Drought Monitor

The U.S. Drought Monitor, established in 1999, is a weekly map of drought conditions that is produced jointly by the National Oceanic and Atmospheric Administration, the U.S. Department of Agriculture, and the National Drought Mitigation Center (NDMC) at the University of Nebraska-Lincoln. The U.S. Drought Monitor website is hosted and maintained by the NDMC.

U.S. Drought Monitor maps are released every Thursday at 8:30 a.m. eastern time, and are based on data recorded up to 7 a.m. the preceding Tuesday. The weekly map is based on measurements of climatic, hydrologic and soil conditions, as well as reported impacts and observations from more than 350 contributors around the country. Eleven climatologists from the partner organizations take turns serving as the lead author producing the map each week. The authors examine all the data and use their best judgment to reconcile any variances in what different sources report. The U.S. Drought Monitor is a composite index that includes many indicators.

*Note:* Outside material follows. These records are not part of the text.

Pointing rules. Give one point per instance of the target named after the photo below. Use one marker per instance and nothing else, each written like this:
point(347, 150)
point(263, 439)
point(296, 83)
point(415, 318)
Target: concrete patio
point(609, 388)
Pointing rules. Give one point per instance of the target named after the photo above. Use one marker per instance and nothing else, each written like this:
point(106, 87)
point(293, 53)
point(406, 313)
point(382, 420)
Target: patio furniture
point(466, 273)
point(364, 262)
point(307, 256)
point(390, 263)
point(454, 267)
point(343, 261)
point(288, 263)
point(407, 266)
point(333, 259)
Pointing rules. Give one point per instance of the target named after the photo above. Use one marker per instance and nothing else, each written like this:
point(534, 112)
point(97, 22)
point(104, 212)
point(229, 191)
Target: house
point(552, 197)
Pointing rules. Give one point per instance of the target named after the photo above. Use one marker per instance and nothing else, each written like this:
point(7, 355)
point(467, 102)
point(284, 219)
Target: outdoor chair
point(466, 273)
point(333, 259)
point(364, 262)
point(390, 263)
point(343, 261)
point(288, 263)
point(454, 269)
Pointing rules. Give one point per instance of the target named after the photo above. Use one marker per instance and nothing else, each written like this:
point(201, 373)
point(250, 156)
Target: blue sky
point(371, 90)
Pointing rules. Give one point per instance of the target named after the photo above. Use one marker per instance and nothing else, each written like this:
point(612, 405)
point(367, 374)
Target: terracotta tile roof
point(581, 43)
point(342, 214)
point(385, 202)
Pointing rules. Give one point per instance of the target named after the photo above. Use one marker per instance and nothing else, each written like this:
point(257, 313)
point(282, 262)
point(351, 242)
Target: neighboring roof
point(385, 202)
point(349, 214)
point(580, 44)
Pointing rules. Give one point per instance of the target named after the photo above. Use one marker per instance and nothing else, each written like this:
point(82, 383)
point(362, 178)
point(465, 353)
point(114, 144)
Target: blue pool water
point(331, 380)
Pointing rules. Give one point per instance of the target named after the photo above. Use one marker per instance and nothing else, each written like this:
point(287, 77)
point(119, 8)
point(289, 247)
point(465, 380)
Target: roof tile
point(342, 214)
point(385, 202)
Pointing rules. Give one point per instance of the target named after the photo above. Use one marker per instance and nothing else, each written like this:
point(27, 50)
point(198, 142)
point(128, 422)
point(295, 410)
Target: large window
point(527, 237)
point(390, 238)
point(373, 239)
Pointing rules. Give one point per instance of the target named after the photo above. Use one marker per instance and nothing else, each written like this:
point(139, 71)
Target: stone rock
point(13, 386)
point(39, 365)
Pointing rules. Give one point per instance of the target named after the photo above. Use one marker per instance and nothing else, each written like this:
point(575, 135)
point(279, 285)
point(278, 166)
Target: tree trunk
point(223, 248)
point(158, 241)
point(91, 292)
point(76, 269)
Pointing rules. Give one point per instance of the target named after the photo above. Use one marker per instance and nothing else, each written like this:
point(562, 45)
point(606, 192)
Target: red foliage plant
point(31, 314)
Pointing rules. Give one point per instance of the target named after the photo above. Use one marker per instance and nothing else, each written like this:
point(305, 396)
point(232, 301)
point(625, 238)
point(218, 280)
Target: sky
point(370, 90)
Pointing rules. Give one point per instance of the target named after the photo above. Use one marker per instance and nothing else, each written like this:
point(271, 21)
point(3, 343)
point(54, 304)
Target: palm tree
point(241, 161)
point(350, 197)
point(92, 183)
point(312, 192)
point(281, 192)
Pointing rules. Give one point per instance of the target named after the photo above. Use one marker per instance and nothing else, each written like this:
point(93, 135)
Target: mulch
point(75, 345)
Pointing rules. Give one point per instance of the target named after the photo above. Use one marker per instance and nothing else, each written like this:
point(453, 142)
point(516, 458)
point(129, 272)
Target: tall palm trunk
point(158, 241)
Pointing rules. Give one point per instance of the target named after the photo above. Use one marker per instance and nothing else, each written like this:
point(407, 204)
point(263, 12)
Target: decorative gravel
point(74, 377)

For more data and interactive maps, visit the U.S. Drought Monitor website.

Drought Monitor map of Texas for the week ending 2017-03-21

D0 - Abnormally Dry 46.54% of Texas
D1 - Moderate Drought 8.63% of Texas
D2 - Severe Drought 0.93% of Texas
D3 - Extreme Drought 0.00% of Texas
D4 - Exceptional Drought 0.00% of Texas
No Drought 53.46% of Texas

Drought Monitor classes are cumulative - if a region is in D2, it is also in D1 and D0. The statistics above represent these cumulative values. Also, note that class D0 - Abnormally Dry is not technically drought and represents a transition into or out of drought conditions.